Paule Martinetti - Grand-père, que faire ?

 

La vérité d’une vie n’est pas toujours celle que l’on croyait. Une nouvelle de Paule Martinetti

 

  

Grand-père, que faire ?

  

Elle est là toute droite dans sa robe choisie pour l’occasion.

Autour d’elle, les officiels, les élus de toute la région, et des villageois, des familles entières venues pour l’inauguration de ce théâtre de verdure  que l’on attend depuis si longtemps.

Cet endroit au centre du village qui  va permettre de réunir petits et grands autour de grands moments de fêtes,  de concerts, de bals, de jeux d’enfants. 

Mais surtout, si elle est là,  ayant quitté précipitamment son dispensaire de la banlieue parisienne, elle, le médecin, si occupé, travaillant sans relâche en ces temps de pandémie, c’est pour cet hommage qui est rendu à ce grand-père tant aimé, tant admiré et décédé l’an passé.

Oui, ce lieu portera son nom, lui qui pendant plus de cinquante ans a été à la fois le médecin et le maire du village, connaissant, chaque famille, chaque maison, ne comptant pas ses heures, travaillant  à rendre attractive la vie, ici, tout simplement.

Elle écoute, concentrée, buvant les paroles du député qui, très ému, raconte dans les détails, l’homme, le  compagnon politique mais aussi l’ami de toute une vie.

Et là tout se brouille, elle ne comprend pas très bien.
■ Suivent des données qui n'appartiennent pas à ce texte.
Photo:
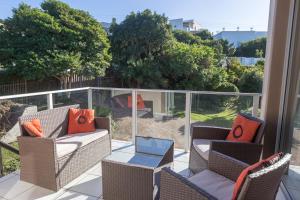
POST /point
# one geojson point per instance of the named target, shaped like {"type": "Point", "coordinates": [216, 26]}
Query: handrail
{"type": "Point", "coordinates": [9, 147]}
{"type": "Point", "coordinates": [127, 89]}
{"type": "Point", "coordinates": [41, 93]}
{"type": "Point", "coordinates": [179, 91]}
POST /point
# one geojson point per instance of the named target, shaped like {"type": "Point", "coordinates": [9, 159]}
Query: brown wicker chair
{"type": "Point", "coordinates": [217, 182]}
{"type": "Point", "coordinates": [58, 158]}
{"type": "Point", "coordinates": [205, 138]}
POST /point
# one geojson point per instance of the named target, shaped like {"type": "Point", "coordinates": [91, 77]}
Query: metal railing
{"type": "Point", "coordinates": [134, 92]}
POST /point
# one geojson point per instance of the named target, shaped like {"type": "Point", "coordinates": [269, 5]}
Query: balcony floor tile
{"type": "Point", "coordinates": [88, 186]}
{"type": "Point", "coordinates": [75, 196]}
{"type": "Point", "coordinates": [12, 187]}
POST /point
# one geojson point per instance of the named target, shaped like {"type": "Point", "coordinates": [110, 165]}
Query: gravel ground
{"type": "Point", "coordinates": [171, 128]}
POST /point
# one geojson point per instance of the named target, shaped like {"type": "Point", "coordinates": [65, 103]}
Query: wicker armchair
{"type": "Point", "coordinates": [56, 159]}
{"type": "Point", "coordinates": [217, 182]}
{"type": "Point", "coordinates": [205, 138]}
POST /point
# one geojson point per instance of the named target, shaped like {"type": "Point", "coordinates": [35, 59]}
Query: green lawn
{"type": "Point", "coordinates": [223, 119]}
{"type": "Point", "coordinates": [11, 161]}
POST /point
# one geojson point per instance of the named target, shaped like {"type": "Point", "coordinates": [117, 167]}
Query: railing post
{"type": "Point", "coordinates": [1, 163]}
{"type": "Point", "coordinates": [49, 101]}
{"type": "Point", "coordinates": [255, 105]}
{"type": "Point", "coordinates": [134, 115]}
{"type": "Point", "coordinates": [90, 98]}
{"type": "Point", "coordinates": [187, 121]}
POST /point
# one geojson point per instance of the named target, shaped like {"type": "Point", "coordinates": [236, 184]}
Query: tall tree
{"type": "Point", "coordinates": [136, 42]}
{"type": "Point", "coordinates": [54, 41]}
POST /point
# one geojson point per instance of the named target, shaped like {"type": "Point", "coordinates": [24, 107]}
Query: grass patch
{"type": "Point", "coordinates": [223, 119]}
{"type": "Point", "coordinates": [11, 161]}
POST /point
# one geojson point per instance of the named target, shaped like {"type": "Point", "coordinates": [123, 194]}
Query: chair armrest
{"type": "Point", "coordinates": [227, 166]}
{"type": "Point", "coordinates": [209, 132]}
{"type": "Point", "coordinates": [174, 186]}
{"type": "Point", "coordinates": [103, 123]}
{"type": "Point", "coordinates": [36, 145]}
{"type": "Point", "coordinates": [38, 161]}
{"type": "Point", "coordinates": [246, 152]}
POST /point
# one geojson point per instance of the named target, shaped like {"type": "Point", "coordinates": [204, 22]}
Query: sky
{"type": "Point", "coordinates": [213, 15]}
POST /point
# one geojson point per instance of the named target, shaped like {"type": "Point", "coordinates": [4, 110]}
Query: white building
{"type": "Point", "coordinates": [238, 37]}
{"type": "Point", "coordinates": [106, 26]}
{"type": "Point", "coordinates": [185, 25]}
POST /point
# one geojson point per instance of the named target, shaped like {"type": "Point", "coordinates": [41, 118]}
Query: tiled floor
{"type": "Point", "coordinates": [86, 187]}
{"type": "Point", "coordinates": [292, 182]}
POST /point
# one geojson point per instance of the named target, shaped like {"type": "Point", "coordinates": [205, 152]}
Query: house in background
{"type": "Point", "coordinates": [185, 25]}
{"type": "Point", "coordinates": [237, 37]}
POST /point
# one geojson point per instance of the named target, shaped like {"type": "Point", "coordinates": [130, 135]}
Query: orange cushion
{"type": "Point", "coordinates": [140, 102]}
{"type": "Point", "coordinates": [33, 128]}
{"type": "Point", "coordinates": [243, 129]}
{"type": "Point", "coordinates": [81, 121]}
{"type": "Point", "coordinates": [252, 169]}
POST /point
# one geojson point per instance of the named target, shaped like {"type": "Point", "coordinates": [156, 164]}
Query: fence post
{"type": "Point", "coordinates": [187, 121]}
{"type": "Point", "coordinates": [49, 101]}
{"type": "Point", "coordinates": [1, 163]}
{"type": "Point", "coordinates": [134, 115]}
{"type": "Point", "coordinates": [255, 105]}
{"type": "Point", "coordinates": [90, 98]}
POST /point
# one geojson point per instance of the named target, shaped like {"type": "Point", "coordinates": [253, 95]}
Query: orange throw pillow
{"type": "Point", "coordinates": [140, 102]}
{"type": "Point", "coordinates": [252, 169]}
{"type": "Point", "coordinates": [243, 129]}
{"type": "Point", "coordinates": [33, 128]}
{"type": "Point", "coordinates": [81, 121]}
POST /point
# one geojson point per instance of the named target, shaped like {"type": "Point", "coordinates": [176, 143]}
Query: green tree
{"type": "Point", "coordinates": [251, 80]}
{"type": "Point", "coordinates": [137, 43]}
{"type": "Point", "coordinates": [253, 48]}
{"type": "Point", "coordinates": [182, 65]}
{"type": "Point", "coordinates": [54, 41]}
{"type": "Point", "coordinates": [186, 37]}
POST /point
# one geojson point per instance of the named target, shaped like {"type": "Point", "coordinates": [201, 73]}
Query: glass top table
{"type": "Point", "coordinates": [136, 176]}
{"type": "Point", "coordinates": [149, 152]}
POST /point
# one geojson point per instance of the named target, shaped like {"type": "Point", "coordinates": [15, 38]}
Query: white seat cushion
{"type": "Point", "coordinates": [214, 184]}
{"type": "Point", "coordinates": [70, 143]}
{"type": "Point", "coordinates": [202, 146]}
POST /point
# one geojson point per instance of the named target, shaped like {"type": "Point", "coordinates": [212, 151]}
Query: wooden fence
{"type": "Point", "coordinates": [23, 86]}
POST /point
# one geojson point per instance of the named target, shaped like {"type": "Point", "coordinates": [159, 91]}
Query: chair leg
{"type": "Point", "coordinates": [196, 162]}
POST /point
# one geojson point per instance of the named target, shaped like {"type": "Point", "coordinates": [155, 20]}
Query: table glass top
{"type": "Point", "coordinates": [154, 146]}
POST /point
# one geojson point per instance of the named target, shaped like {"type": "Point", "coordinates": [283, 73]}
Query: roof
{"type": "Point", "coordinates": [237, 37]}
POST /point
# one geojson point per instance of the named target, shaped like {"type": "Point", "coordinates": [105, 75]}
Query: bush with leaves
{"type": "Point", "coordinates": [137, 43]}
{"type": "Point", "coordinates": [54, 41]}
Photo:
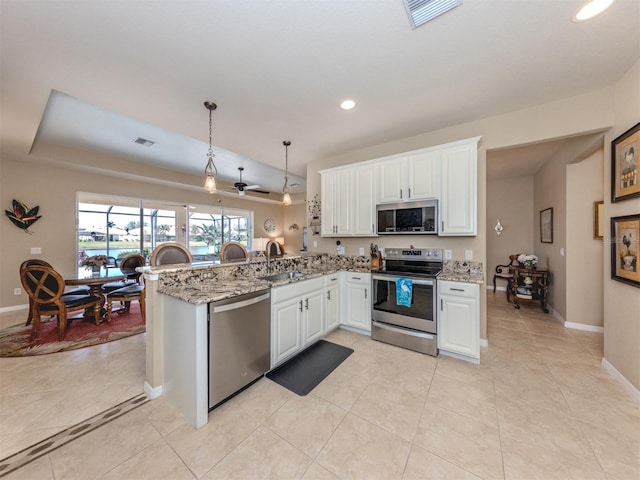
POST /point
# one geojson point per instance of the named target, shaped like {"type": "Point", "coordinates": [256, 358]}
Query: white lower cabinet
{"type": "Point", "coordinates": [296, 317]}
{"type": "Point", "coordinates": [459, 320]}
{"type": "Point", "coordinates": [332, 300]}
{"type": "Point", "coordinates": [356, 310]}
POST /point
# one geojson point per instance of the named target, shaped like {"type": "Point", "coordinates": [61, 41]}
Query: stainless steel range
{"type": "Point", "coordinates": [395, 319]}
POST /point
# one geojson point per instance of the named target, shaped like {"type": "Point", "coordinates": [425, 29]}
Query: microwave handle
{"type": "Point", "coordinates": [388, 278]}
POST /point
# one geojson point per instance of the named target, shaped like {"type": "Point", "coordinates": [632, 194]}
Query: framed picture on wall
{"type": "Point", "coordinates": [624, 249]}
{"type": "Point", "coordinates": [624, 165]}
{"type": "Point", "coordinates": [546, 225]}
{"type": "Point", "coordinates": [598, 220]}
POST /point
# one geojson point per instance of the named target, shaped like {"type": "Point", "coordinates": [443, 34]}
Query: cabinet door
{"type": "Point", "coordinates": [364, 207]}
{"type": "Point", "coordinates": [332, 305]}
{"type": "Point", "coordinates": [312, 317]}
{"type": "Point", "coordinates": [424, 175]}
{"type": "Point", "coordinates": [342, 203]}
{"type": "Point", "coordinates": [329, 187]}
{"type": "Point", "coordinates": [459, 326]}
{"type": "Point", "coordinates": [358, 302]}
{"type": "Point", "coordinates": [392, 180]}
{"type": "Point", "coordinates": [458, 209]}
{"type": "Point", "coordinates": [286, 319]}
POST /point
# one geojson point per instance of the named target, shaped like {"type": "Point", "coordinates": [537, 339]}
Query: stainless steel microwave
{"type": "Point", "coordinates": [416, 218]}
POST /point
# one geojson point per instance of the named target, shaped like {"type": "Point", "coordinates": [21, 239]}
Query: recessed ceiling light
{"type": "Point", "coordinates": [347, 104]}
{"type": "Point", "coordinates": [591, 9]}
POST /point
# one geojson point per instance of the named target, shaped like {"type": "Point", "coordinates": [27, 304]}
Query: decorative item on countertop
{"type": "Point", "coordinates": [529, 260]}
{"type": "Point", "coordinates": [96, 262]}
{"type": "Point", "coordinates": [22, 216]}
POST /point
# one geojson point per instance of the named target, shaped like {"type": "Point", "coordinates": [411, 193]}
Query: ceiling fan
{"type": "Point", "coordinates": [241, 186]}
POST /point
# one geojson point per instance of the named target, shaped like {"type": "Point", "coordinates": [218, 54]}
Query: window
{"type": "Point", "coordinates": [119, 226]}
{"type": "Point", "coordinates": [210, 227]}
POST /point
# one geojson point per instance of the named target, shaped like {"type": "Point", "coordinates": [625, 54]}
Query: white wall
{"type": "Point", "coordinates": [584, 272]}
{"type": "Point", "coordinates": [510, 200]}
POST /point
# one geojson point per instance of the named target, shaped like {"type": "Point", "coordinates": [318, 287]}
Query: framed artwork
{"type": "Point", "coordinates": [598, 220]}
{"type": "Point", "coordinates": [546, 225]}
{"type": "Point", "coordinates": [624, 249]}
{"type": "Point", "coordinates": [624, 165]}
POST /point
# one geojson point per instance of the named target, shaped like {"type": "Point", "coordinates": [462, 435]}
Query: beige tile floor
{"type": "Point", "coordinates": [44, 394]}
{"type": "Point", "coordinates": [539, 406]}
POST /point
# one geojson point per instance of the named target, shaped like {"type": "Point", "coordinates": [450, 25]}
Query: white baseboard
{"type": "Point", "coordinates": [152, 392]}
{"type": "Point", "coordinates": [13, 308]}
{"type": "Point", "coordinates": [459, 357]}
{"type": "Point", "coordinates": [498, 289]}
{"type": "Point", "coordinates": [582, 326]}
{"type": "Point", "coordinates": [626, 384]}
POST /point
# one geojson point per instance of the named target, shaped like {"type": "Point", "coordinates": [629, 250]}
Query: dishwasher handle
{"type": "Point", "coordinates": [241, 304]}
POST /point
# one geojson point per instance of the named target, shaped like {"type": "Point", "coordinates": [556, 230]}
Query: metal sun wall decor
{"type": "Point", "coordinates": [22, 216]}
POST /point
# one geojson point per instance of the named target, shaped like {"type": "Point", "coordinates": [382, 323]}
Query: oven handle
{"type": "Point", "coordinates": [403, 331]}
{"type": "Point", "coordinates": [390, 278]}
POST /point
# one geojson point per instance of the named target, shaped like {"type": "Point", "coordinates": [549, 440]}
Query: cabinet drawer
{"type": "Point", "coordinates": [296, 289]}
{"type": "Point", "coordinates": [458, 289]}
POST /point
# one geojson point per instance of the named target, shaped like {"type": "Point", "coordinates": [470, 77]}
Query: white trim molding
{"type": "Point", "coordinates": [584, 326]}
{"type": "Point", "coordinates": [152, 392]}
{"type": "Point", "coordinates": [626, 384]}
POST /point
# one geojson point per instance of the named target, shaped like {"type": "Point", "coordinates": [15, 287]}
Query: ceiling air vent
{"type": "Point", "coordinates": [421, 11]}
{"type": "Point", "coordinates": [143, 141]}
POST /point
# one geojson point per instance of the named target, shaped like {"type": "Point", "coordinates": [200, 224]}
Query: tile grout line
{"type": "Point", "coordinates": [48, 445]}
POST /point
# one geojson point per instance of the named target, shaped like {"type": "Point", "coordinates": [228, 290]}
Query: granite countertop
{"type": "Point", "coordinates": [214, 289]}
{"type": "Point", "coordinates": [462, 271]}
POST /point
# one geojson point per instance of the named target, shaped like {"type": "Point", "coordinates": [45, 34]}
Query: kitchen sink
{"type": "Point", "coordinates": [282, 276]}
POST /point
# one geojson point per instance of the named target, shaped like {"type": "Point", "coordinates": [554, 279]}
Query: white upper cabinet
{"type": "Point", "coordinates": [364, 201]}
{"type": "Point", "coordinates": [458, 199]}
{"type": "Point", "coordinates": [336, 203]}
{"type": "Point", "coordinates": [414, 177]}
{"type": "Point", "coordinates": [424, 175]}
{"type": "Point", "coordinates": [348, 201]}
{"type": "Point", "coordinates": [446, 172]}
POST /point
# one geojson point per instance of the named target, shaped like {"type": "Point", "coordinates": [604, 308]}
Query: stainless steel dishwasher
{"type": "Point", "coordinates": [239, 343]}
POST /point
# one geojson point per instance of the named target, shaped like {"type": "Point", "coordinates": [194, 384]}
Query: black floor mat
{"type": "Point", "coordinates": [303, 372]}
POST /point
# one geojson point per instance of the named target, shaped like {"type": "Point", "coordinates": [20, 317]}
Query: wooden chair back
{"type": "Point", "coordinates": [232, 251]}
{"type": "Point", "coordinates": [170, 253]}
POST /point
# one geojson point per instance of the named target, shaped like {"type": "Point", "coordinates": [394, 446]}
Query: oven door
{"type": "Point", "coordinates": [421, 315]}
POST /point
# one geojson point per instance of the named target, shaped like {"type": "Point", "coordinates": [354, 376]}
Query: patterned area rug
{"type": "Point", "coordinates": [16, 341]}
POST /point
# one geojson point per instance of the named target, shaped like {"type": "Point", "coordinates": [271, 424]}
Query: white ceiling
{"type": "Point", "coordinates": [278, 70]}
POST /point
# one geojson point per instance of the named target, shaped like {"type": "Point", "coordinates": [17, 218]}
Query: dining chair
{"type": "Point", "coordinates": [170, 253]}
{"type": "Point", "coordinates": [45, 288]}
{"type": "Point", "coordinates": [125, 296]}
{"type": "Point", "coordinates": [232, 251]}
{"type": "Point", "coordinates": [128, 267]}
{"type": "Point", "coordinates": [81, 290]}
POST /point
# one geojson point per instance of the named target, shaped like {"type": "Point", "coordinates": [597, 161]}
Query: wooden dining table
{"type": "Point", "coordinates": [95, 281]}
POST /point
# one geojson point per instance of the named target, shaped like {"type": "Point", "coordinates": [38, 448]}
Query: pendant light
{"type": "Point", "coordinates": [210, 170]}
{"type": "Point", "coordinates": [286, 196]}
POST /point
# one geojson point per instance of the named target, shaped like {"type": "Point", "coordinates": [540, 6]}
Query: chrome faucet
{"type": "Point", "coordinates": [268, 248]}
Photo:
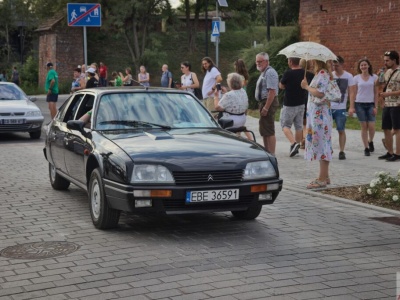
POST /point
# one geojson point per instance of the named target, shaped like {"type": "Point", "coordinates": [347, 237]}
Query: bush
{"type": "Point", "coordinates": [383, 186]}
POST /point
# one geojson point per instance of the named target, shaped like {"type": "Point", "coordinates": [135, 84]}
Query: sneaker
{"type": "Point", "coordinates": [394, 157]}
{"type": "Point", "coordinates": [342, 155]}
{"type": "Point", "coordinates": [371, 146]}
{"type": "Point", "coordinates": [384, 143]}
{"type": "Point", "coordinates": [386, 156]}
{"type": "Point", "coordinates": [294, 149]}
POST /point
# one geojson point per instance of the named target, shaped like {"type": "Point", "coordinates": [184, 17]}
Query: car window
{"type": "Point", "coordinates": [11, 92]}
{"type": "Point", "coordinates": [176, 110]}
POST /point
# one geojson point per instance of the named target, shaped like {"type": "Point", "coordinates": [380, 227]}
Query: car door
{"type": "Point", "coordinates": [77, 145]}
{"type": "Point", "coordinates": [59, 130]}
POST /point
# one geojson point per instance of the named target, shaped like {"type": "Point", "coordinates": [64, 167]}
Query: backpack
{"type": "Point", "coordinates": [173, 83]}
Ce héros, résistant, grand-père et père aimant, cet homme amoureux formant le couple idéal pendant plus de cinquante ans avec Mina  était en fait très malheureux.

Lui qui rêvait de grands espaces, de faire le tour du monde, d’avoir une vie d’aventures, d’explorateur, a tout  simplement fait ce que l’on attendait de lui.

Il a remplacé à la mairie son frère mort à la guerre, fondé une famille afin de redonner du bonheur à une mère éprouvée par la perte de son fils, il a aimé, soigné, donné l’exemple …

Lui, qui incarnait la droiture, la sagesse, gardait au fond de lui la blessure d’une passion, d’une vie inachevée.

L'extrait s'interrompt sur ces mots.